This is the 11th evaluation lab on uncovering plagiarism, authorship, and social software misuse. PAN will be held as part of the CLEF conference in Sheffield, UK, on September 15-18, 2014. Evaluations will commence from January till June. We invite you to take part in any of the three tasks shown below.
Given a document, is it an original?
This task is divided into source retrieval and text alignment. Source retrieval is about searching for likely sources of a suspicious document. Text alignment is about matching passages of reused text between a pair of documents.
Given a document, who wrote it?
This task focuses on authorship verification and methods to answer the question whether two given documents have the same author or no. This question accurately emulates the real-world problem that most forensic linguists face every day.
Given a document, what're its author's traits?
This task is concerned with predicting an author's demographics from her writing. For example, an author's style may reveal her age and gender.
The University of Sheffield
Recently I was asked to assist in a text attribution problem: the illegitimate reuse of text (and images) from the web pages of a small business. When the offender was approached about committing possible plagiarism their response was “prove it”. This talk will describe how I approached the problem of proving ownership and the challenges it entailed. I will describe the experiences gained from working on the EPSRC-funded Measuring Text Reuse (METER) project with the UK Press Association, along with the current text attribution literature, that informed my textual analysis. I will also demonstrate how freely available resources can be used to tackle this kind of problem. In the end was I successful: did the offender admit their guilt? You’ll have to attend the talk to find out!
Paul Clough is a Reader in Information Retrieval at the University of Sheffield. Paul joined the university in 1999 working as a Research Assistant in the Department of Computer Science in collaboration with the Journalism Department and the British Press Association on a project entitled “Measuring Text Reuse”. Following various interests in NLP and Information Retrieval, Paul worked as a researcher on a range of projects until 2005 when he became a Lecturer in the Information School.
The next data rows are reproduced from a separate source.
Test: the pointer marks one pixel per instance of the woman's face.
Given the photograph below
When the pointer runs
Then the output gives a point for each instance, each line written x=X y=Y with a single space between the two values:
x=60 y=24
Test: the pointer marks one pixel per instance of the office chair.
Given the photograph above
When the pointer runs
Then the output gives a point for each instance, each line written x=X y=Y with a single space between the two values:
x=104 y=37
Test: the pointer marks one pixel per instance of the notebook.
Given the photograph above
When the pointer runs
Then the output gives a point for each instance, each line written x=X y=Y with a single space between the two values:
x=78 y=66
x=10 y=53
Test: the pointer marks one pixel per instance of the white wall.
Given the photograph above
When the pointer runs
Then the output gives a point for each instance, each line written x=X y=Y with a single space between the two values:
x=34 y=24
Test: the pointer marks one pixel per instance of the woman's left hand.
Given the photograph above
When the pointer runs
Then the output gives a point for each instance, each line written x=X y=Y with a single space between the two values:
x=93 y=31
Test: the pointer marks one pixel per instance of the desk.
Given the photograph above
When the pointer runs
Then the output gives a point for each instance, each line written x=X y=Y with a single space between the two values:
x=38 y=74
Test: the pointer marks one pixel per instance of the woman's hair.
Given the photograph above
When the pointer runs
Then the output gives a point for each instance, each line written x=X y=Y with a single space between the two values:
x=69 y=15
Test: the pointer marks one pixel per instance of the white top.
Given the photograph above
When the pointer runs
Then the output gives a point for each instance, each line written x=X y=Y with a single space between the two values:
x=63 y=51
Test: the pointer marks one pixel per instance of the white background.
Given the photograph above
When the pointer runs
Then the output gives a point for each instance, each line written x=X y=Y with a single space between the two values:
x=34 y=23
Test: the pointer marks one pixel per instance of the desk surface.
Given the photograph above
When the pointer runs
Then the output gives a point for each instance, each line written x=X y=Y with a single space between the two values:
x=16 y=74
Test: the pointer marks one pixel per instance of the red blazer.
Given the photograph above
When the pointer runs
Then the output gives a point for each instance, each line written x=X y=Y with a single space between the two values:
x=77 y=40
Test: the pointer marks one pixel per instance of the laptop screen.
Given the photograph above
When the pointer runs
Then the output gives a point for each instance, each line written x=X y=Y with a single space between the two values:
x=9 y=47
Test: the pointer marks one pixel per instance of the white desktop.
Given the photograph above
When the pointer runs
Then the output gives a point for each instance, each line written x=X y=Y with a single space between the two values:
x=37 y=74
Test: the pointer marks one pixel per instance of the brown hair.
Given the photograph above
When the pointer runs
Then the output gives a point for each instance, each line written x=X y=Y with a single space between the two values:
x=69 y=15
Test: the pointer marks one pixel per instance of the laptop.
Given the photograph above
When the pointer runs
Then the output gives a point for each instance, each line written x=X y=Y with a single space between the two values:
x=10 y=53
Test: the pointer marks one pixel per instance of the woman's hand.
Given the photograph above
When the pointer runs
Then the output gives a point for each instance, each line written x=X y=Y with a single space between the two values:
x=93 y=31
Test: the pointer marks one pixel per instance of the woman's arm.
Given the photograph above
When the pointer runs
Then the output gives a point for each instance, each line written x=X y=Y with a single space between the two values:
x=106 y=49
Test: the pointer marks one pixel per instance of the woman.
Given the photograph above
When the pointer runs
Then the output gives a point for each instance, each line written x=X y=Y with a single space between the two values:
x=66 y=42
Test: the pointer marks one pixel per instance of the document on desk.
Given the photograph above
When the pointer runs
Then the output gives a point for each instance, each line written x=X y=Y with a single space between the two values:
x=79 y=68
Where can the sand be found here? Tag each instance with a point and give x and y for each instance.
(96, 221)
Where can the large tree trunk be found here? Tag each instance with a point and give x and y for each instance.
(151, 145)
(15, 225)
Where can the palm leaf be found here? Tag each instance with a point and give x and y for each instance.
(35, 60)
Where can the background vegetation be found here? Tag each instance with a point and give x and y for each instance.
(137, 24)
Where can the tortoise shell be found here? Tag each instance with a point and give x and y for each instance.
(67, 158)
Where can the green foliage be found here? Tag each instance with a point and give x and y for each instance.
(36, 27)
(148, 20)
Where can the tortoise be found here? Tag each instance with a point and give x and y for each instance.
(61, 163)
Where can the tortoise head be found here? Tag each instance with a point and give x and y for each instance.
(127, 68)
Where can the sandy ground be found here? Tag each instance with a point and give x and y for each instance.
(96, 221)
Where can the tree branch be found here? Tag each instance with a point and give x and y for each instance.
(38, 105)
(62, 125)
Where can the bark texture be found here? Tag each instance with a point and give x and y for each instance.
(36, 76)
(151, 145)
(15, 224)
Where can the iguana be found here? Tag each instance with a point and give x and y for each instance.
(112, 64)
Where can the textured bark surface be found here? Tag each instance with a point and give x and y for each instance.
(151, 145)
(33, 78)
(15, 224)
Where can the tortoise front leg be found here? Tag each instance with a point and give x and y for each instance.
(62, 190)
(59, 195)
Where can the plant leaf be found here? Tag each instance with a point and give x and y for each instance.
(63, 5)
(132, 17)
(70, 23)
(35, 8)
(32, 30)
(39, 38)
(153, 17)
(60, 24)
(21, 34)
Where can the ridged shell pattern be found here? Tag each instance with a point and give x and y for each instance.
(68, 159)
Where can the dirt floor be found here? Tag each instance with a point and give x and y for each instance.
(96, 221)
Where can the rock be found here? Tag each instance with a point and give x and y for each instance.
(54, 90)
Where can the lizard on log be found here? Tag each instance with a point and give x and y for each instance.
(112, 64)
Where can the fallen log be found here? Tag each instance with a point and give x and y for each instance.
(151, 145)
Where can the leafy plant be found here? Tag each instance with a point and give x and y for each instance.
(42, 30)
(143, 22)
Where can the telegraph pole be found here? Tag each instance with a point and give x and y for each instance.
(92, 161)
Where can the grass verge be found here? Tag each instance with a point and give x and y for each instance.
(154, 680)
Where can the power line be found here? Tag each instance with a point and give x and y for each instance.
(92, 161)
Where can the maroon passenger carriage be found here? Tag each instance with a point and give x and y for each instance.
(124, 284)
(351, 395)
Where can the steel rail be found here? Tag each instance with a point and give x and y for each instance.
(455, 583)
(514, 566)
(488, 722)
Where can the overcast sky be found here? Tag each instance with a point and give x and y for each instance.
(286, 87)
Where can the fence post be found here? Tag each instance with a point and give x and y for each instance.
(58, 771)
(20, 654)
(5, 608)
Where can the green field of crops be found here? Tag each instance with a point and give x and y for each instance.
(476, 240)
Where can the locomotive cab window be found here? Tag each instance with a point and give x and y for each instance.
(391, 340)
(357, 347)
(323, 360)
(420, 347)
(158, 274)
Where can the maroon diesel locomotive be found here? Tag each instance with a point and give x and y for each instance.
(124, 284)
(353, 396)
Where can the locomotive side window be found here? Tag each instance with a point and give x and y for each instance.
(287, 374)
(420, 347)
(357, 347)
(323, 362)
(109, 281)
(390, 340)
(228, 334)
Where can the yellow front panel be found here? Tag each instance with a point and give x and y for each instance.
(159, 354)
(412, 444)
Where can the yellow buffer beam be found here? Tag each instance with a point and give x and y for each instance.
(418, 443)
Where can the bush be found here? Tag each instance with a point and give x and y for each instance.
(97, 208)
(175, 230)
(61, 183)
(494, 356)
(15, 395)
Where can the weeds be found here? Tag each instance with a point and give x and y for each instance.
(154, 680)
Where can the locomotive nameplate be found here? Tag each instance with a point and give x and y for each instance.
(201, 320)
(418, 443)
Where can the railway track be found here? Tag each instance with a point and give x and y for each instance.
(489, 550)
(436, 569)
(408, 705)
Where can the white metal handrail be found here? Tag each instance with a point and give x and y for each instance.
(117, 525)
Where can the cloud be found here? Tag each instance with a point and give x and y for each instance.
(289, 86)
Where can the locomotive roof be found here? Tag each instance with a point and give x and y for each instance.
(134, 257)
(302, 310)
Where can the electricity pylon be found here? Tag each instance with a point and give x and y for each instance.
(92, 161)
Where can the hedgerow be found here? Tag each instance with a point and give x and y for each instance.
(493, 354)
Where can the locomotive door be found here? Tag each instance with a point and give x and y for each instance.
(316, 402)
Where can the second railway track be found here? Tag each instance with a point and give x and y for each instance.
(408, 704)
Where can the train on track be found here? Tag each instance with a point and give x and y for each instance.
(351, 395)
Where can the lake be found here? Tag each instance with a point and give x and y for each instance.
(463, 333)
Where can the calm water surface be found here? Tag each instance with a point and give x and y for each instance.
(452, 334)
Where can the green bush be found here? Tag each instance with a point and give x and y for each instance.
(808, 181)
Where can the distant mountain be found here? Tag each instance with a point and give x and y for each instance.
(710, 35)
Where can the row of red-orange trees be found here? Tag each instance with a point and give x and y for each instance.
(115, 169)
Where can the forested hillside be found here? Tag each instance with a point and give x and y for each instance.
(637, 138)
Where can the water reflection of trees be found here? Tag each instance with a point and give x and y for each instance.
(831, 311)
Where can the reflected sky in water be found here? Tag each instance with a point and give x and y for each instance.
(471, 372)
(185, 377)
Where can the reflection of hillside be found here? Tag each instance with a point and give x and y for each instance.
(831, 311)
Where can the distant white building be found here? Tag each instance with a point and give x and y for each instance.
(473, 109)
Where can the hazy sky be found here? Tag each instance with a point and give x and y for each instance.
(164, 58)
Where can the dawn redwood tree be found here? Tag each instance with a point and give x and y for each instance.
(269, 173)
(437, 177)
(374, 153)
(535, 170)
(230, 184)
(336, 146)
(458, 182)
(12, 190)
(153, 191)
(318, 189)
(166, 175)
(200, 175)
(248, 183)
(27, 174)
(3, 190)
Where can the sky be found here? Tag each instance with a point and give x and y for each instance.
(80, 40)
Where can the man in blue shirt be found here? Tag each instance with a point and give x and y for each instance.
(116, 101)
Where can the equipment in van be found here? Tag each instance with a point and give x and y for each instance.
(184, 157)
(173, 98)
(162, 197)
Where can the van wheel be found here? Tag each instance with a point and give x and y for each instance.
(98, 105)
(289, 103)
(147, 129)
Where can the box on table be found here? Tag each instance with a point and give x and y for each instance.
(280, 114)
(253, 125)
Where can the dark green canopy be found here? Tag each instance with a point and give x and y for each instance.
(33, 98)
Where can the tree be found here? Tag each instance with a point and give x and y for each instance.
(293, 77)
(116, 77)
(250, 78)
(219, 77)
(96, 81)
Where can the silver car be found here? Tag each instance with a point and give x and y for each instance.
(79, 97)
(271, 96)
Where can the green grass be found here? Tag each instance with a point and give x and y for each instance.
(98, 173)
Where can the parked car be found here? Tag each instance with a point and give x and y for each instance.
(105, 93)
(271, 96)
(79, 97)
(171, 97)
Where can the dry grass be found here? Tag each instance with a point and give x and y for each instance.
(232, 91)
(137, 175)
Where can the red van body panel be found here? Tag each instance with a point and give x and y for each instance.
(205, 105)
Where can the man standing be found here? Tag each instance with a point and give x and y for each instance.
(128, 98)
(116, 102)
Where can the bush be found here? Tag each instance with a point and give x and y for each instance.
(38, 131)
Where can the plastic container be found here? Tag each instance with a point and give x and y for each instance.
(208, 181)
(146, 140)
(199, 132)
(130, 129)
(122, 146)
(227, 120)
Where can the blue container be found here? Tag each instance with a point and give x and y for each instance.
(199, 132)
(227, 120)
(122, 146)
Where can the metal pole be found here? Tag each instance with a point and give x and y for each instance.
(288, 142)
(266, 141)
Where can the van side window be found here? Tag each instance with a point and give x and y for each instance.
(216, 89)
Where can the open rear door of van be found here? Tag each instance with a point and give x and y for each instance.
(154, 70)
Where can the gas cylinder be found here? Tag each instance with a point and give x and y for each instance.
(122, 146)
Paul is now head of the Information Retrieval research group and coordinator for a new Masters programme in Data Science. He has continued teaching and researching various aspects of data management and information storage and retrieval. Paul has published over 100 peer-reviewed articles, including a co-authored Springer book on multilingual information retrieval.
University of Trento
Personality recognition from text consists in the automatic classification of authors' personality traits from pieces of text they wrote. Classifier's predictions can be compared against gold standard labels, obtained by means of personality assessments like the Big5 personality test. Until recently, the extraction of personality types was limited to blogs and offline texts, while in recent years there is a strong interest in the scientific community about the extraction of personality from various sources, such as online social networks, speech and video. Current approaches to Personality Recognition are based on supervised learning, but this has several limitations, for example the cost of data annotation, the lack of domain adaptability and multilinguality. We present an unsupervised method for personality recognition from text and some of its applications in Social network analysis as well as in other NLP tasks.
Fabio Celli, 1981, is a computational linguist and data miner. He got a degree in communication studies at the University of Urbino, in linguistics at the University of Bologna, and a PhD in cognitive science at the Center for Mind and Brain Sciences (CIMeC), University of Trento. He is one of the organizers of the Workshop on Computational Personality Recognition. His PhD thesis, Adaptive Personality Recognition from Text, has been published by Lambert Academic Publishing. He also loves contemporary art and electronic music.